Though sponsorship experts believe it’s highly improbable the likes of PepsiCo and NPower will seek to pull their current deals in the sport, cricket could have a difficult job attracting corporate partners in the future.
There is currently no hard evidence of any wrongdoing but the allegations centre on “spot-fixing” no balls in the fourth Test against England.
“It couldn’t be worse for a sponsor,” says Rupert Pratt, MD at sponsorship consultancy, Generate. He says the issue for PepsiCo, which sponsors Pakistan’s national team, is not people boycotting its products by association – “they won’t” – but the impact on a global corporate scale.
The sponsorship deal with Pakistan’s national team, signed in January and set to run for three years, was chosen because it’s an emerging market and because it’s the most popular national sport.

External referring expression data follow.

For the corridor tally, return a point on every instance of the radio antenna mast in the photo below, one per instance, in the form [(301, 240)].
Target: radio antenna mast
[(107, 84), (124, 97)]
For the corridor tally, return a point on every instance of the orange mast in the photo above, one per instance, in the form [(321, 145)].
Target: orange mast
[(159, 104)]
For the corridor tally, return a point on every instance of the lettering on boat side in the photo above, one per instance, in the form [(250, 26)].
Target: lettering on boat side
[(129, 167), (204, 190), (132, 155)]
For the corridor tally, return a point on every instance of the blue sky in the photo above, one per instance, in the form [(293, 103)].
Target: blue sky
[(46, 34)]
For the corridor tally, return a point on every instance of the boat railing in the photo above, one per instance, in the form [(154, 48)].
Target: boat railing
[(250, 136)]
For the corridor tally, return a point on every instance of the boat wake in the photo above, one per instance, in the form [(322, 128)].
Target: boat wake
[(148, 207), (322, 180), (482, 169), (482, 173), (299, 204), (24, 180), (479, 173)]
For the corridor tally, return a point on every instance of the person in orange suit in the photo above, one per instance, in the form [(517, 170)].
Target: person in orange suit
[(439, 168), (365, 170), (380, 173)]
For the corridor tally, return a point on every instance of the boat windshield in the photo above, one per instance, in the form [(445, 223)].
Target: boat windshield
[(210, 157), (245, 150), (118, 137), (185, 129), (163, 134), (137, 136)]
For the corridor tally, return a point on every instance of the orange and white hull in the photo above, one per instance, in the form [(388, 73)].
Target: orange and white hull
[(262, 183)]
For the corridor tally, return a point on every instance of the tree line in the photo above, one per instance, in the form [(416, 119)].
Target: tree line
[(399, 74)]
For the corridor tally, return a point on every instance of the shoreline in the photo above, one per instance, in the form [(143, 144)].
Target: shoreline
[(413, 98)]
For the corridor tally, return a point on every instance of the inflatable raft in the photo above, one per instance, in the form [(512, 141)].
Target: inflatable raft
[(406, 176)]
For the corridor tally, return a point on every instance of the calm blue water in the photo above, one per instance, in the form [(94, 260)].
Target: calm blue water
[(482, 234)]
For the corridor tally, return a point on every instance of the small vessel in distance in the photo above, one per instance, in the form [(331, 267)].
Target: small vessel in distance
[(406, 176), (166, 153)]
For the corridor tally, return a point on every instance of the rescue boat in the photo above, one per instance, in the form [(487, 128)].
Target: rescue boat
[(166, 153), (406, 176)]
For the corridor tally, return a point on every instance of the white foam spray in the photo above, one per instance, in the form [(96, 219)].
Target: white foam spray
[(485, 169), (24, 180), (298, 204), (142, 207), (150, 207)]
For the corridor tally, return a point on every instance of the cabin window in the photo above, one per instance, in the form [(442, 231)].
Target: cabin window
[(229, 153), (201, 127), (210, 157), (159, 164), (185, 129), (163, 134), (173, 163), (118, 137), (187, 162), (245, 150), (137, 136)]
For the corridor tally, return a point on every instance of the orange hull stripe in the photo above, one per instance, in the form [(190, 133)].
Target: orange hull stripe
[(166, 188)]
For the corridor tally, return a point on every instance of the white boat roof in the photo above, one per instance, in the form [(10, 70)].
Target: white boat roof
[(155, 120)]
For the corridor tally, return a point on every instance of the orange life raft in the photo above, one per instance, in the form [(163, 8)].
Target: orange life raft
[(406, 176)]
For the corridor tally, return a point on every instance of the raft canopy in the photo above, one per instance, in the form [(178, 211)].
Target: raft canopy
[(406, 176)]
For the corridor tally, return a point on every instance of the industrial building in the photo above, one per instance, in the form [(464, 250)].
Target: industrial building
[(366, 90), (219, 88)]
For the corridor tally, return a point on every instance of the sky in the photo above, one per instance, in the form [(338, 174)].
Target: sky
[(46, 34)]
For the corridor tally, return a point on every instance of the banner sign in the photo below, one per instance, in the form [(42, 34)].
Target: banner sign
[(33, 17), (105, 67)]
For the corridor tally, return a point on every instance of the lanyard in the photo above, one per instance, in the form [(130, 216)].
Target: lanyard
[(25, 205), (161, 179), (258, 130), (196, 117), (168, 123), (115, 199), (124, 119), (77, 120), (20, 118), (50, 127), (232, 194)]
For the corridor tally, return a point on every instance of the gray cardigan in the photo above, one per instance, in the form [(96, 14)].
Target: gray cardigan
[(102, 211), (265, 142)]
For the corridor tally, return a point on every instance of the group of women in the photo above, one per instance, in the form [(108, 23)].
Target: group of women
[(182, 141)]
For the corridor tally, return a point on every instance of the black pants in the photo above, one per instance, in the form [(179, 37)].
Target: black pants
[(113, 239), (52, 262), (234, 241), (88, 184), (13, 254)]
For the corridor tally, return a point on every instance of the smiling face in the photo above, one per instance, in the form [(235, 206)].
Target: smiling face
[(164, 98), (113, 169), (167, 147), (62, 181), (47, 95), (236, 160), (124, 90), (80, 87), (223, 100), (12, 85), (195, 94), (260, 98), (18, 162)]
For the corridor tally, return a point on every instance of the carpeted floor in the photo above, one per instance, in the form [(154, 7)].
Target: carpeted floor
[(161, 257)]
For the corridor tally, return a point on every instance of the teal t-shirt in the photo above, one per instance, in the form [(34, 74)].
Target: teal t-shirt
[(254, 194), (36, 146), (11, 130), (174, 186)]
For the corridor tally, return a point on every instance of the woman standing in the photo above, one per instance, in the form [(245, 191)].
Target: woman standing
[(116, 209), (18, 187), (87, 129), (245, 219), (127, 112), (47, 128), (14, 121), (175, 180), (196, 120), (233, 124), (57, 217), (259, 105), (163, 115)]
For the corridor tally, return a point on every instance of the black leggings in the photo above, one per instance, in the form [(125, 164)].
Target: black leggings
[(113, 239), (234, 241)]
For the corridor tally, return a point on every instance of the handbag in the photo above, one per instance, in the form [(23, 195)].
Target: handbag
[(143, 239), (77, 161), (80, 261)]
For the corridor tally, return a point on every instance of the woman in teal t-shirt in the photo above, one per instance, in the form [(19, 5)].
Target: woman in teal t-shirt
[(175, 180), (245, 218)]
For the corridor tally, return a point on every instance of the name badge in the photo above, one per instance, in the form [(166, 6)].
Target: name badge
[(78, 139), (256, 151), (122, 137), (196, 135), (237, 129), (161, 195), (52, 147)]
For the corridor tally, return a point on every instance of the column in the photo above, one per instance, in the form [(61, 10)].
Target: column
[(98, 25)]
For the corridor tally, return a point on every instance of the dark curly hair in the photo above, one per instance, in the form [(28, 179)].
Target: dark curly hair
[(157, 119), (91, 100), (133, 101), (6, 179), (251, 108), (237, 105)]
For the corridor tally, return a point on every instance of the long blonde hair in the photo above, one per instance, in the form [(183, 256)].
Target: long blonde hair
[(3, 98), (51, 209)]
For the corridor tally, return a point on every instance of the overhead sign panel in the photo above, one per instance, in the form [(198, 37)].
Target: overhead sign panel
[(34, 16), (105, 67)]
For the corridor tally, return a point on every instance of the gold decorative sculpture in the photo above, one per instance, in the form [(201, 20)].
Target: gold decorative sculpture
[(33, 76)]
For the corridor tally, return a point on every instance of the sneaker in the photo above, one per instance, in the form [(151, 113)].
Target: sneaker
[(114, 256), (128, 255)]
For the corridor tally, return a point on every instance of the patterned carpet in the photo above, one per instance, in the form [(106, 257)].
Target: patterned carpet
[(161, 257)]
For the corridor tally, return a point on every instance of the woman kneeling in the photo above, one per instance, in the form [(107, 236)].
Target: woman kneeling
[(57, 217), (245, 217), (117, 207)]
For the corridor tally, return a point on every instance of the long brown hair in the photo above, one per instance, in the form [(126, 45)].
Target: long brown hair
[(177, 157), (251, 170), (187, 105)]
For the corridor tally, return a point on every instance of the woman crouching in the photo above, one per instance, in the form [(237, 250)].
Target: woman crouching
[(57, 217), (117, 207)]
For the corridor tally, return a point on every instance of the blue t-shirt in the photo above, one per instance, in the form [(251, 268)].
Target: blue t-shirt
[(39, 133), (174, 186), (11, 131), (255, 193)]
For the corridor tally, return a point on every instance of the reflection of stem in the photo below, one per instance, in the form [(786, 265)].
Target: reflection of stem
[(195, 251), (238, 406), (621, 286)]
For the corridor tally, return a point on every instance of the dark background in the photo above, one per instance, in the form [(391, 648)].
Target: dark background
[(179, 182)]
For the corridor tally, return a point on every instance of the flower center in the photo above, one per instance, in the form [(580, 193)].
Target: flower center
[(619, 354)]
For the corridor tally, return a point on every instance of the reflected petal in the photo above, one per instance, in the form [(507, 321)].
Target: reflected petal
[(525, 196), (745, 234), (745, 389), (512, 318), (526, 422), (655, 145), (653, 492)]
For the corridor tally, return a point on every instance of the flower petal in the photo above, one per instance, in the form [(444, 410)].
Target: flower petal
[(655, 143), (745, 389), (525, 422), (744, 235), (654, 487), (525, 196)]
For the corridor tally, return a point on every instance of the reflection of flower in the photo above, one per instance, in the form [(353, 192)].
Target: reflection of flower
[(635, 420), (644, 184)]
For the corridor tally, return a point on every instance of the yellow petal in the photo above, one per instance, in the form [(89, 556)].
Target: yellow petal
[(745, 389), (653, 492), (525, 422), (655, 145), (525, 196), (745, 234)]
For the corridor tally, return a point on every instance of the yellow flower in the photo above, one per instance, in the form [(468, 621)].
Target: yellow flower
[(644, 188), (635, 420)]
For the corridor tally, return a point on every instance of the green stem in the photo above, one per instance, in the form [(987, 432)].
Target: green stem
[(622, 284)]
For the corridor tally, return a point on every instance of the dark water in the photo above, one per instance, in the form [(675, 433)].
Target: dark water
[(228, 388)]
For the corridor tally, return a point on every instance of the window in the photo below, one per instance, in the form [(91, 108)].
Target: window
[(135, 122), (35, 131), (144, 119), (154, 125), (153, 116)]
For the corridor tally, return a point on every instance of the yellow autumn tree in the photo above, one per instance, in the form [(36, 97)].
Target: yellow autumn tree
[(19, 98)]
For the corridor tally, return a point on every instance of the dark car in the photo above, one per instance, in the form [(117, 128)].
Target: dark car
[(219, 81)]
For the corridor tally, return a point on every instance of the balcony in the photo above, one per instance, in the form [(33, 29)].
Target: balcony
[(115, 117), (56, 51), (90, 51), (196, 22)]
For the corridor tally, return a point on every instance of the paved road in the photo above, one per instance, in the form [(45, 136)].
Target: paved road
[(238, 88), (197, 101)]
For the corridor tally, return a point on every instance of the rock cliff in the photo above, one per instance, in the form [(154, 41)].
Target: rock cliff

PepsiCo was unavailable for comment at the time of publication.
For PepsiCo, the real concern is therefore whether people will stop loving cricket. That will also be concerning the International Cricket Council, which boasts PepsiCo, Yahoo and LG among its commercial partners.
“All the corruption coming out of Pakistan will be felt across cricket, so it won’t just affect the commercial deals in Pakistan, it’ll affect deals in the powerhouses of the game like England and Australia [going forward],” adds Pratt.
In the short-term, however, there’s unlikely to be any rash decisions with sponsors remaining “pragmatic and supportive”. Indeed, part of PepsiCo’s commitment with the Pakistan Cricket Board is “to benefit the cause of cricket in [the country]”.
The PCB recently said its sponsors have “stood shoulder to shoulder with the board despite the many unique challenges that Pakistan Cricket has faced”.
Karen Earl, MD at sponsorship consultancy Synergy, says this support from sponsors will remain the case, at least until any investigations by the ICC have been completed. “People in Pakistan are incredibly passionate about cricket, so it wouldn’t do PepsiCo any good to walk away at the first sign of any controversy.”